You create a metastore for each region in which your organization operates. You can link each of these regional metastores to any number of workspaces in that region. Each linked workspace has the same view of the data in the metastore, and data access control can be managed across workspaces. You can access data in other metastores using Delta Sharing.
If you chose to create metastore-level storage, the metastore will use the the S3 bucket and IAM role that you created in the previous steps.
To create a metastore:
Log in to the Databricks account console.
Click Catalog.
Click Create metastore.
Enter the following:
A name for the metastore.
The region where you want to deploy the metastore.
This must be in the same region as the workspaces you want to use to access the data.

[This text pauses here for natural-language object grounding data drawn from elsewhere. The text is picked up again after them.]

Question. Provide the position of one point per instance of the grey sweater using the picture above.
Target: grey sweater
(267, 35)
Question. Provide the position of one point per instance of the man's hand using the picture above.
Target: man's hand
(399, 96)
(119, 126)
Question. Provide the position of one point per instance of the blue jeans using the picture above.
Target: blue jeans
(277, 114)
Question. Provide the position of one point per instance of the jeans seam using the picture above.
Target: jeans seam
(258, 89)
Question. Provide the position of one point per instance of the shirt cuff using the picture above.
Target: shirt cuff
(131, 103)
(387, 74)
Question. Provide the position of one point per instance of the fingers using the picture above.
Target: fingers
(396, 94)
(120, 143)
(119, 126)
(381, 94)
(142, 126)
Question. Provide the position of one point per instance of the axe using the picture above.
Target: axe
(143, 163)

Make sure that this matches the region of the storage bucket you created earlier.
(Optional) The S3 bucket path (you can omit
s3://
) and IAM role name for the bucket and role you created in Step 1 (Optional): Create an S3 bucket for metastore-level managed storage in AWS.
Click Create.
When prompted, select workspaces to link to the metastore.
For details, see Enable a workspace for Unity Catalog.
Transfer the metastore admin role to a group.
The user who creates a metastore is its owner, also called the metastore admin. The metastore admin can create top-level objects in the metastore such as catalogs and can manage access to tables and other objects. Databricks recommends that you reassign the metastore admin role to a group. See Assign a metastore admin.
Enable Databricks management of uploads to managed volumes.
Databricks uses cross-origin resource sharing (CORS) to upload data to managed volumes in Unity Catalog. See Configure Unity Catalog storage account for CORS.